Aus dem von der Rechtsprechung ständig aufgestellten Rechtssatz, daß auch die Entstehung von Verpflichtungen gegen einen Dritten ein Schaden im Sinne des Gesetzes sei, kann die Klägerin nichts für ihren Standpunkt gewinnen. Denn in all den von der Rekurswerberin zitierten Entscheidungen (SZ. X 320, GlU. 9654 und GlUNF. 1144) geht es um die Bestimmung des Begriffes Schaden, um die Feststellung, daß Schaden schon durch das Entstehen einer Verbindlichkeit auf Seiten des Geschädigten, nicht erst durch die Erfüllung dieser Verbindlichkeit durch den Geschädigten gegeben ist. Von der Begriffsbestimmung "jedermann" im § 1295 ABGB. handeln die an früherer Stelle zitierten Entscheidungen SZ. XXIII 23 usw., die keinen Zweifel daran lassen, daß nur der unmittelbar Geschädigte Schadenersatz begehren kann, nicht derjenige, der mittelbar durch den Schaden des Geschädigten zu Schaden kommt.
Der Hinweis auf Wolff in Klang 1. Aufl. IV 154 zu § 1327 ABGB. versagt, weil § 1327 ABGB. den Ersatz indirekten Schadens ausdrücklich anordnet. Die Aufstellung eines allgemeinen Rechtssatzes, daß jeder indirekte Schaden zu ersetzen sei, daraus abzuleiten, hat die Rechtsprechung bisher einmütig abgelehnt.

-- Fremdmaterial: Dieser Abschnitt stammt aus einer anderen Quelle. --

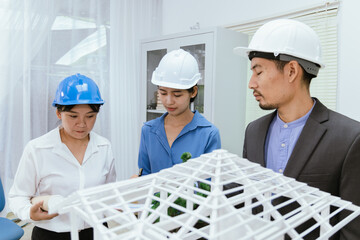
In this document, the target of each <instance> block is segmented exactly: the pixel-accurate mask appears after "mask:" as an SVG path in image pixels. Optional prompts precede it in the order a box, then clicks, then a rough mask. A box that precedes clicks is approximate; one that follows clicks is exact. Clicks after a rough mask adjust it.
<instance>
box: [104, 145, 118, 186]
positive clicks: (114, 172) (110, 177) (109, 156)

Die Rekurswerberin kann auch nicht durch den Hinweis auf Umstände, die ein Anerkenntnis des Beklagten bezüglich der Klagsforderung dartun sollen, ihren Anspruch erweisen. Sie hat im Verfahren erster Instanz niemals behauptet, daß der Beklagte den Klageanspruch anerkannt, sondern nur daß er 150 S auf den Betrag von 690 S gezahlt habe. Aus der Teilzahlung allein ist aber die Anerkennung der eingeklagten angeblichen Restschuld nicht zu erschließen. Es ergibt sich also, daß der Klägerin ein Anspruch auf Ersatz der gegenständlichen Leistungen nach der gegebenen Sachlage nicht zusteht. Einen wirksamen Übergang der Forderung des Verletzten auf sie kann sie weder aus dem Gesetze noch aus dem Vertrage ableiten. Sie will dies auch nicht, wie sie im Rekurs ausführt. Ein selbständiger Anspruch auf Schadenersatz aber steht ihr nicht zu. Es bedarf somit keiner weiteren Beweiserhebungen für die Entscheidung. Die Sache ist spruchreif.
Dies mußte zur Aufhebung der berufungsgerichtlichen Entscheidung führen, ungeachtet des Umstandes, daß sich der Erfolg des Rekurses gegen die Rechtsmittelwerberin auswirkt (über die Möglichkeit der reformatio in peius EvBl. 1956 Nr. 155, 1 Ob 864/52, Rkv 182/53).